Антонина Сергеевна сознавала, что сейчас, отказав Пал Палычу в разговоре, она душой противится какому-то закону жизни, выражавшему зависимость человека. Так часть зависит от целого. Человек наследует предрассудки, страхи, болезни и слабость родителей, дедов, своих учителей и десятков прочих связанных с ним людей, зависим от их поступков, от их умов, ведь они влияют на совершаемое в его уме. Зависим от событий, происходящих где-то вдали, за морями. Пал Палыча привезли мальчиком в чужую сторону, замерзали они в первые уральские зимы, потом надо было выжить на войне, а позже теснить бригадира МТС, чтобы опять же выжить, а ей, Антонине Сергеевне, пришлось подчиниться и оставить Москву, Ногаева и вернуться в Уваровск, будто приказал кто — живи должное тебе. Необходимость, она нашла слово, необходимость было название этому закону жизни.

— Как трудно жить, — выговорила Антонина Сергеевна печально. Никого она не обвиняла, не корила, она жалела всех. Больного Пал Палыча, сердито простившегося, и покойного отца своего, готового перетерпеть всякие унижения из страха перед властной женой, и прабабушку свою горбатенькую. Она помнила ее, стоявшую во дворе с поднятым к солнцу лицом. Хотелось оправдаться перед ними, только в чем?

Муж сказал:

— Мне предлагают зампредисполкома.

Она молчала, знала о предложении.

Они с дивана глядели в затылок сыну, а он сидел впереди в кресле, дожидался передачи «Спокойной ночи, малыши». Звук у телевизора был выключен, певица распяливала рот, двигала бровями.

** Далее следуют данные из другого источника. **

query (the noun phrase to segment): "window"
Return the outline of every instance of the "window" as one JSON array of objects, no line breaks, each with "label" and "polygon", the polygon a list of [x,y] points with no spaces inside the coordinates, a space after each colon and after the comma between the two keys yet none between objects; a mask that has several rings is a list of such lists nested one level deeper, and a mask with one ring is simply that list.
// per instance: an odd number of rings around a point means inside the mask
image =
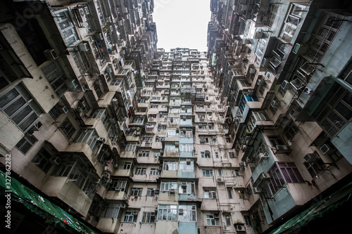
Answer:
[{"label": "window", "polygon": [[193,161],[180,161],[180,171],[194,171],[194,164]]},{"label": "window", "polygon": [[87,114],[89,112],[90,107],[85,97],[82,97],[81,100],[80,100],[77,108],[79,112],[82,114]]},{"label": "window", "polygon": [[194,205],[182,205],[178,207],[178,221],[195,222],[196,218],[196,206]]},{"label": "window", "polygon": [[137,167],[136,168],[136,175],[145,175],[146,174],[146,168]]},{"label": "window", "polygon": [[23,138],[16,144],[16,148],[20,151],[20,152],[25,155],[37,141],[38,141],[38,140],[37,140],[35,137],[26,134],[25,134],[25,136],[23,136]]},{"label": "window", "polygon": [[75,142],[84,142],[89,145],[93,153],[96,155],[103,141],[100,141],[99,136],[95,129],[82,129],[77,135]]},{"label": "window", "polygon": [[131,188],[131,192],[130,192],[130,196],[142,196],[142,188]]},{"label": "window", "polygon": [[210,189],[204,190],[204,198],[215,199],[216,198],[215,189],[210,188]]},{"label": "window", "polygon": [[241,199],[246,199],[246,195],[244,194],[244,190],[242,189],[239,189],[237,190],[237,193],[239,193],[239,198]]},{"label": "window", "polygon": [[120,207],[122,206],[122,204],[120,203],[106,203],[100,212],[100,217],[113,219],[120,218],[122,213]]},{"label": "window", "polygon": [[125,214],[124,222],[135,223],[138,216],[138,211],[126,212]]},{"label": "window", "polygon": [[87,171],[87,166],[79,157],[66,157],[55,167],[51,176],[68,177],[70,181],[91,197],[95,193],[95,178],[92,175],[88,176]]},{"label": "window", "polygon": [[187,181],[187,182],[180,182],[179,185],[179,193],[186,193],[186,194],[194,194],[196,188],[194,187],[194,182]]},{"label": "window", "polygon": [[176,221],[177,219],[177,205],[159,204],[158,220]]},{"label": "window", "polygon": [[94,84],[94,88],[98,98],[103,95],[103,91],[101,91],[101,89],[100,88],[100,86],[99,84]]},{"label": "window", "polygon": [[72,139],[72,137],[76,131],[76,129],[75,129],[72,123],[70,120],[68,120],[68,118],[65,119],[65,120],[62,122],[59,129],[62,131],[68,139]]},{"label": "window", "polygon": [[42,71],[55,91],[55,93],[60,98],[68,90],[65,82],[68,78],[60,63],[58,60],[53,60],[42,68]]},{"label": "window", "polygon": [[252,188],[251,188],[251,185],[249,184],[247,188],[246,188],[246,190],[249,196],[252,195]]},{"label": "window", "polygon": [[125,151],[136,152],[137,145],[138,144],[137,143],[127,143],[126,148],[125,148]]},{"label": "window", "polygon": [[149,151],[139,151],[139,157],[149,157]]},{"label": "window", "polygon": [[122,162],[118,163],[118,168],[119,169],[130,170],[132,169],[132,162]]},{"label": "window", "polygon": [[229,199],[232,199],[232,192],[231,188],[227,188],[227,197]]},{"label": "window", "polygon": [[176,148],[175,144],[165,144],[165,152],[178,152],[178,148]]},{"label": "window", "polygon": [[87,56],[84,51],[70,51],[70,54],[75,60],[80,73],[84,74],[85,72],[88,72],[88,69],[90,68],[89,62],[87,59]]},{"label": "window", "polygon": [[52,165],[50,162],[51,157],[51,155],[42,148],[32,160],[32,162],[46,174]]},{"label": "window", "polygon": [[158,195],[158,194],[159,194],[158,188],[148,188],[148,189],[146,190],[147,197],[154,197]]},{"label": "window", "polygon": [[206,225],[208,226],[220,226],[220,219],[218,214],[207,214]]},{"label": "window", "polygon": [[151,176],[158,176],[159,174],[159,171],[157,168],[151,168]]},{"label": "window", "polygon": [[210,154],[208,150],[207,150],[206,152],[201,152],[201,157],[205,158],[210,158]]},{"label": "window", "polygon": [[302,176],[292,162],[276,162],[270,169],[269,175],[271,194],[275,194],[287,183],[303,183]]},{"label": "window", "polygon": [[291,119],[289,122],[286,125],[284,129],[284,135],[286,136],[287,140],[292,140],[297,132],[298,131],[298,128],[294,123],[294,121]]},{"label": "window", "polygon": [[244,215],[244,223],[248,226],[252,226],[252,222],[251,221],[251,216],[249,215]]},{"label": "window", "polygon": [[306,166],[308,171],[309,171],[309,174],[310,174],[310,176],[312,176],[312,178],[314,178],[318,174],[319,174],[327,165],[325,164],[324,161],[322,161],[322,158],[316,151],[314,151],[313,153],[310,154],[310,155],[306,155],[306,157],[307,156],[316,158],[316,160],[312,161],[311,162],[305,162],[303,163],[304,166]]},{"label": "window", "polygon": [[230,158],[234,158],[234,152],[229,152],[229,157]]},{"label": "window", "polygon": [[164,171],[177,171],[177,162],[175,161],[166,161],[163,164],[163,170]]},{"label": "window", "polygon": [[177,190],[177,181],[162,181],[160,186],[161,193],[168,193],[170,189]]},{"label": "window", "polygon": [[155,223],[155,212],[143,212],[142,217],[143,223]]},{"label": "window", "polygon": [[0,109],[25,133],[43,112],[22,83],[0,96]]},{"label": "window", "polygon": [[226,214],[225,215],[225,225],[227,226],[231,226],[231,219],[230,217],[230,214]]},{"label": "window", "polygon": [[66,44],[70,46],[77,41],[78,37],[75,26],[70,18],[68,11],[67,9],[57,11],[54,13],[54,15]]},{"label": "window", "polygon": [[193,144],[180,144],[180,152],[193,152]]},{"label": "window", "polygon": [[213,170],[212,169],[203,169],[203,176],[210,177],[213,176]]},{"label": "window", "polygon": [[113,179],[113,183],[110,184],[108,189],[110,190],[116,190],[116,188],[118,188],[119,191],[124,192],[128,190],[129,186],[130,183],[127,179]]}]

Антонина Сергеевна положила голову на плечо мужу, а он просунул руку ей за спину и прижал. Сквозь ситец халата грела его широкая ладонь.

— Ко мне сегодня, между прочим, так… подъезжали… Слыхал, двигают тебя, говорит. Может, ты Полковникова на свое место порекомендуешь? Если тебя решили опять двигать, разборчивостью только цену себе набьешь. Для Полковникова, если пойдут на его кандидатуру, это будет последний шанс. Может, с их стороны это дело самодеятельность… — продолжал муж. — А может, еще кто с ними… а? Допустим, я рекомендую Полковникова. Пожмут плечами, может быть, спасибо скажут и отпустят. Я засохну на своей базе, Полковников — в завучах. Кому польза?.. Может, у меня тоже последний шанс?..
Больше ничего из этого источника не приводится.